Sunday, December 13, 2009
Made in the Eighties.
Bob Geldof commented that getting The Who to play Live Aid was like getting a man and his three exes back together. It wasn't quite so fractious when the four of us who made up the As Is (mk.III) line up reconvened after a gap of about nineteen years to play at one time Behemoth of the Bass Ross Geraghty's birthday party in darkest North London this weekend and anyway, there was only one of my exes there. Having rooted around in the attic for a set of matching drum sticks, drummer Malcolm, the rocking barrister from Followill, Followill, Followill and Followill (I believe he is formally attached to Molly's Chambers) was limbering up gently at a table in the corner when James and I arrived fresh from the same route that he used to take into London in the olden days of the Punk Wars, when horses and carts laden with turnips for market would also convey fun loving Adicts fans to dark, black-painted rooms, where they would drink snakebite and exchange copydex recipes.

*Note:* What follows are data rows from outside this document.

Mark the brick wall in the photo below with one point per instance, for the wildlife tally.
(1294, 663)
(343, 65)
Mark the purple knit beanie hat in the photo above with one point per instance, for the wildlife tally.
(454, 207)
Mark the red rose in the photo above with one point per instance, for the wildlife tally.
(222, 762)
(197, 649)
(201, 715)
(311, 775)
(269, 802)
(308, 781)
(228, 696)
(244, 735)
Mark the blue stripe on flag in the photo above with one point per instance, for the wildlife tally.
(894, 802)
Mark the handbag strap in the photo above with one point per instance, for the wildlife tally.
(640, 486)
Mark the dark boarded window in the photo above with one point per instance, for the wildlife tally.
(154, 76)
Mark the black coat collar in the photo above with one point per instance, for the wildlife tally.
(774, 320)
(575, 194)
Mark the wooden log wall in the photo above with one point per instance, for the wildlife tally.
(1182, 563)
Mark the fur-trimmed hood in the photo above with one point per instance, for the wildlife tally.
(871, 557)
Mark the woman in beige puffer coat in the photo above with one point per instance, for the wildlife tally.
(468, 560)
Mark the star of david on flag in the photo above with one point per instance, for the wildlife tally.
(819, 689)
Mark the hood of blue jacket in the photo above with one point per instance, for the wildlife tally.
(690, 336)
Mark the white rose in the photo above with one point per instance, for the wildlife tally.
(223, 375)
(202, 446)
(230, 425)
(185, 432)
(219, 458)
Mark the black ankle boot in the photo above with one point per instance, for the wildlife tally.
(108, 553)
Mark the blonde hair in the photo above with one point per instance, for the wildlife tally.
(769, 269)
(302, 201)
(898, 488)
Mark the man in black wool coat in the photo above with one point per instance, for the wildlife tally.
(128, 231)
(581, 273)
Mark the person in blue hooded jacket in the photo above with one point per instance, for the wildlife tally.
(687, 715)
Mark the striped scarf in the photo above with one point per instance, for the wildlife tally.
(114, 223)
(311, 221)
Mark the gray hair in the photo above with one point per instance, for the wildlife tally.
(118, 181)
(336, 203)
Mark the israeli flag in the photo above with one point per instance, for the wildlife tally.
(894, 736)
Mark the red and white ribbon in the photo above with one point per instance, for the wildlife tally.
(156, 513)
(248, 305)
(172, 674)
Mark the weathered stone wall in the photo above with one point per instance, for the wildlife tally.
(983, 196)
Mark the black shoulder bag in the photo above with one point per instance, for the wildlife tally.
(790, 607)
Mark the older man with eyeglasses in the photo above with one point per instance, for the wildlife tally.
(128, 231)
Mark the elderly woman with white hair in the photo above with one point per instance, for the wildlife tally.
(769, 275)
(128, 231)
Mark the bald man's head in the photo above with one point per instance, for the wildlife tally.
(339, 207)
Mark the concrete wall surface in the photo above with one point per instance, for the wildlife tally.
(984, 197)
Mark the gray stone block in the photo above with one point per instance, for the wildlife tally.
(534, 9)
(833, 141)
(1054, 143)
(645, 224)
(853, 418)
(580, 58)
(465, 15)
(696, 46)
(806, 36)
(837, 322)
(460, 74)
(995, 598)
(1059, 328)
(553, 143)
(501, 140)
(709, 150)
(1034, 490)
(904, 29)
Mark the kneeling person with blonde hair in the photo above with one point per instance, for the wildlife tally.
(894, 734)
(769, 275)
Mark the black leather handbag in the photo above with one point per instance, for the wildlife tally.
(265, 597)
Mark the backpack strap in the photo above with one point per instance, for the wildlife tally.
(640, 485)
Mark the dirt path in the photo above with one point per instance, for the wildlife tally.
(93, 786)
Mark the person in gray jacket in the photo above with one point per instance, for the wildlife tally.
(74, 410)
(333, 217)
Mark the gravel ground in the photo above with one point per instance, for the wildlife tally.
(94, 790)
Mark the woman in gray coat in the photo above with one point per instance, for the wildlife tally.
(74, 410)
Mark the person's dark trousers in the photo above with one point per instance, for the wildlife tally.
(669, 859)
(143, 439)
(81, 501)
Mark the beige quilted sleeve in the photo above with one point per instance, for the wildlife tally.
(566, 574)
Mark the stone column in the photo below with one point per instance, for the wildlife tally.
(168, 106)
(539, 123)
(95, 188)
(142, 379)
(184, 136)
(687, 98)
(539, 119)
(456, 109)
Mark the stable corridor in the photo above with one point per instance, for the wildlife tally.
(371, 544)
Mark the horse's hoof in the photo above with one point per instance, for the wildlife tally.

Rossco and the house band warmed up the PA with a brisk run through some pub rock standards (after the third I thought, "Well there go all the things I can play along on") garnering a series of huge rounds of applause in the process and then after a few ginger tweaks and tune ups we gathered together on stage and prepared to trundle through half a dozen songs we hadn't played in nearly two decades. To be honest, I don't think we'd actually all been in the same room with each other in that time. Bearing in mind that this was supposed to be a party and that there were only two other people in the room who had heard any of the songs we were about to play before, I don't think we were entirely sure how this was all going to come off. The band was so unfamiliar even to Ross's mates that one of them asked who our bass player was. There were four clicks on the sticks and then we were off, and to be honest, it wasn't so much that the years slipped away, it was more that it seemed that the years hadn't actually been there in the first place. It was terribly nice that so many people came up and asked if that was all our own stuff and how long had we been rehearsing for it afterward, but the main pleasure was simply being back in harness with the coolest rhythm section in town (one of whom surely has a portrait in the attic which has take on the job of ageing on his behalf), whacking up the distortion and wailing the fuck out.
On the way home we picked up a kebab, just like the old days (and I understand it may even have been from the same shop as back in the day), and once I got home I realised that the eighties scarf I'd dug out to wear especially had been lost in transit betwixt stage and hearth. If I were a more spiritual man I'd say that it was a fitting metaphor for closure. As it is, I probably just dropped it in the pub. Probably the sort of careless act I would have done back then, except I probably wouldn't have bothered remembering to reclaim my spare plectrum and we really would have gone through with nicking the mics. But what sort of example would that be to the kids?